Si dice che molto tempo fa, sotto il sole cocente del Madagascar, una donna ricevette un sogno dagli spiriti della foresta. Le apparve un albero sacro, profumato di sabbia e di sale, il cui legno, se accarezzato sulla pelle, l’avrebbe protetta dal male e dal calore”.

È così che, secondo una leggenda sussurrata da generazioni di madri alle loro figlie, è nato il masonjoany: non solo una pasta profumata da stendere sul volto, ma un atto di memoria e resistenza. Un gesto che protegge, decora, guarisce. E custodisce l’identità delle donne come un segreto inciso sulla pelle.

Quella leggenda mi ha sempre affascinata. Da tempo desideravo incontrare le donne che ancora oggi ne custodiscono il significato, attraverso un gesto così antico e potente.

 

 

Ma cos’è davvero il masonjoany? E perché continua a essere profondamente radicato nella vita quotidiana?

Cos’è il masonjoany?

Il masonjoany è una pasta cosmetica tradizionale, di colore giallo ocra o bianco, che non appartiene a tutte le donne malgasce, ma che resiste con fierezza nelle comunità della costa nord-occidentale del Madagascar. Si ottiene grattugiando il legno di alcune piante sacre, come l’agnasoa o il famelona, e miscelandolo con acqua fino a formare una crema densa e profumata. A seconda della zona, viene preparato con legni profumati come il famelona o il cosiddetto ‘sandalo malgascio’, che ricorda il sandalo indiano ma appartiene a specie autoctone.

Si usa come protezione solare naturale, ma anche come trattamento di bellezza, espressione culturale e rito identitario.

Le origini e le etnie che lo tramandano

Il masonjoany ha radici antiche. È diffuso soprattutto nel nord del Madagascar, in particolare tra le donne Sakalava, Vezo e Antakarana, e in alcune zone di Nosy Be e Diego Suarez.

Le donne lo applicano ogni mattina, prima di uscire, o in occasione di cerimonie, feste religiose o funerali. In alcuni casi lo indossano anche i bambini, come protezione durante le ore più calde.

 

I disegni e i simboli: ogni volto è un racconto

Il masonjoany non è mai uguale. Se quello base copre l’intero volto (soprattutto naso, guance e fronte), alcune donne lo impreziosiscono con disegni geometrici o floreali, usando uno stecco o un bastoncino appuntito.

Fiori, stelle, foglie: simboleggiano bellezza, fertilità e connessione con la natura.

Linee e cerchi: evocano protezione, equilibrio e armonia. I puntini simboleggiano una connessione con gli spiriti degli antenati e si ritiene che proteggano da energie negative.

Simboli tribali: ogni etnia ha i suoi motivi ricorrenti, tramandati da madre a figlia. Talvolta applicati in occasione della pubertà, segnano il passaggio all’età adulta.

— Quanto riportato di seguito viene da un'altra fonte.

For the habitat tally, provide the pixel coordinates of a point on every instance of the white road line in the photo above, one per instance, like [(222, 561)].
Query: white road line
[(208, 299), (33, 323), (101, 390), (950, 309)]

Bellezza rituale: spesso applicati durante le cerimonie, rappresentano grazia, fertilità e identità femminile. Sono portati con orgoglio per sottolineare la bellezza, la giovinezza e il valore delle ragazze.

Mentre attraversavamo i villaggi del nord del Madagascar, non ho potuto fare a meno di ricordare un altro viaggio, dall’altra parte del mondo: in Myanmar. Anche lì, le donne, e persino i bambini, si dipingono il volto con una pasta chiara ottenuta dal legno di sandalo, chiamata thanaka. Lo applicano con cura sulle guance e sulla fronte, in cerchi, foglie, fiori.

La funzione è simile: proteggere la pelle dal sole, decorare il volto, ma anche raccontare chi si è. È affascinante vedere come, pur così distanti, due culture abbiano sviluppato tradizioni così simili. Proprio come il masonjoany, il thanaka è molto più di un cosmetico: è un rituale quotidiano, un simbolo d’identità e appartenenza, che resiste anche oggi, nonostante il tempo e il cambiamento.

Sulle guance delle donne, il masonjoany non è solo tradizione: è un linguaggio silenzioso, una mappa identitaria disegnata con la luce del sole e la polvere degli alberi.